Luckenwalde. In Luckenwalde beginnt ein weiterer wichtiger Schritt bei der Neugestaltung des Areals an der Poststraße 20. An der historischen Turnhalle haben die ersten Abbrucharbeiten begonnen. Zunächst werden Anbauten entfernt, die nicht zur ursprünglichen Bausubstanz gehören. Damit soll der Weg für die anschließende Sanierung und eine neue Nutzung des Gebäudes frei werden.
Historische Turnhalle bleibt erhalten
Der Rückbau ist Teil der zweiten Phase der schrittweisen Revitalisierung des Standorts. Während im ersten Bauabschnitt das Vorderhaus sowie ein Erweiterungsneubau für ein Mehrgenerationenhaus und einen Jugendclub entwickelt wurden, rückt nun die historische Turnhalle in den Mittelpunkt. Das Gebäude soll nicht verschwinden, sondern grundlegend erneuert und für eine zeitgemäße Nutzung hergerichtet werden. Vorgesehen ist künftig ein Sport- und Mehrzweckbereich, der nicht nur den bereits am Standort ansässigen Einrichtungen zur Verfügung stehen soll, sondern auch anderen Nutzern offensteht.

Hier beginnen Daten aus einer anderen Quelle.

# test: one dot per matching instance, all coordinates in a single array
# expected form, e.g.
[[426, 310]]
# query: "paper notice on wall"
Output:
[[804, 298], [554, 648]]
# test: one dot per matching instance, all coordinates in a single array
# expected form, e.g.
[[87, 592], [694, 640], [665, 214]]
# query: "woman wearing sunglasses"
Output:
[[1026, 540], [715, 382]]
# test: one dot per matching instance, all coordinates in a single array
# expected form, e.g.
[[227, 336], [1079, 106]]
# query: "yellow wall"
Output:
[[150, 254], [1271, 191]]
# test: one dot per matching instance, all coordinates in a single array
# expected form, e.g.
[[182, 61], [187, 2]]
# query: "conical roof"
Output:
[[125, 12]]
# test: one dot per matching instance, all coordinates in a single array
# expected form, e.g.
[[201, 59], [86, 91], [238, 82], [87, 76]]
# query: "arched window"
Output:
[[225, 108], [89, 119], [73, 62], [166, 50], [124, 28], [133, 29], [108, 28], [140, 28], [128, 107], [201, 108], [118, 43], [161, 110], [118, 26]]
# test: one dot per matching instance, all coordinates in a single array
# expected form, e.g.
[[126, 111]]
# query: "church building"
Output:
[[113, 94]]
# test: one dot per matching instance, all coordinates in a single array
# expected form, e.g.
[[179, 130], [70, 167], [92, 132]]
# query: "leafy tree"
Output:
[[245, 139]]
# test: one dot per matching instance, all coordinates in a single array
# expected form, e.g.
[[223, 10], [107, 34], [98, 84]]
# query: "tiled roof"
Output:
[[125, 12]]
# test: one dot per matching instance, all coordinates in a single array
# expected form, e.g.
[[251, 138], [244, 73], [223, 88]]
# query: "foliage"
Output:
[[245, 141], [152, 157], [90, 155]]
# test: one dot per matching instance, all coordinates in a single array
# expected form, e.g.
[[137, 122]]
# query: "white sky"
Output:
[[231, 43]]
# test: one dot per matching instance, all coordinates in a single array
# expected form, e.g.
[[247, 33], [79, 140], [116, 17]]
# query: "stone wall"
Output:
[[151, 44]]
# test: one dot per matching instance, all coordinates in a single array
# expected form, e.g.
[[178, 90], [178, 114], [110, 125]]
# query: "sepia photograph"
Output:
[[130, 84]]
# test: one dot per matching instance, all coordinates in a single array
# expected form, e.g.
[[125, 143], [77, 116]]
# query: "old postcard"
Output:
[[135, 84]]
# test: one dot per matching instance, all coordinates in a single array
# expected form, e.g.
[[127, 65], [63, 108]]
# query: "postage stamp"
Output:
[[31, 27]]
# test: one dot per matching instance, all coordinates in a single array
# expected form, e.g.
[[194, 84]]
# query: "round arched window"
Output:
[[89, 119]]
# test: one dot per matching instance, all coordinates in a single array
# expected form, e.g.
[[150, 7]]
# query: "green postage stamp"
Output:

Dach und Fassade werden erneuert
Im Zuge der Sanierung ist unter anderem eine vollständige Erneuerung des Daches geplant. Gleichzeitig soll die historische Schmuckfassade wieder stärker zur Geltung kommen. Dafür werden spätere Anbauten entfernt, die das ursprüngliche Erscheinungsbild teilweise verdecken. Zusätzlich ist ein neuer Sanitär- und Umkleidetrakt vorgesehen. Lager-, Technik- und Geräteräume sollen die künftige Nutzung der Halle ergänzen. Auch moderne Energieversorgung spielt bei der Sanierung eine Rolle: Geplant sind eine Photovoltaikanlage und der Anschluss an das Fernwärmenetz.
Auch das Außengelände wird umgebaut
Nicht nur die Turnhalle selbst soll sich verändern. Parallel ist eine umfassende Neuordnung des Außenbereichs vorgesehen. Eine neue Verbindung zwischen Grabenstraße und Poststraße soll das Areal besser erschließen. Gleichzeitig sind Entsiegelungen sowie neue Bereiche für Aufenthalt und Spiel geplant. Damit soll aus dem bislang unterschiedlich genutzten Gelände ein stärker miteinander verknüpfter Standort für Bildung, Betreuung, Jugend, Sport und Begegnung entstehen.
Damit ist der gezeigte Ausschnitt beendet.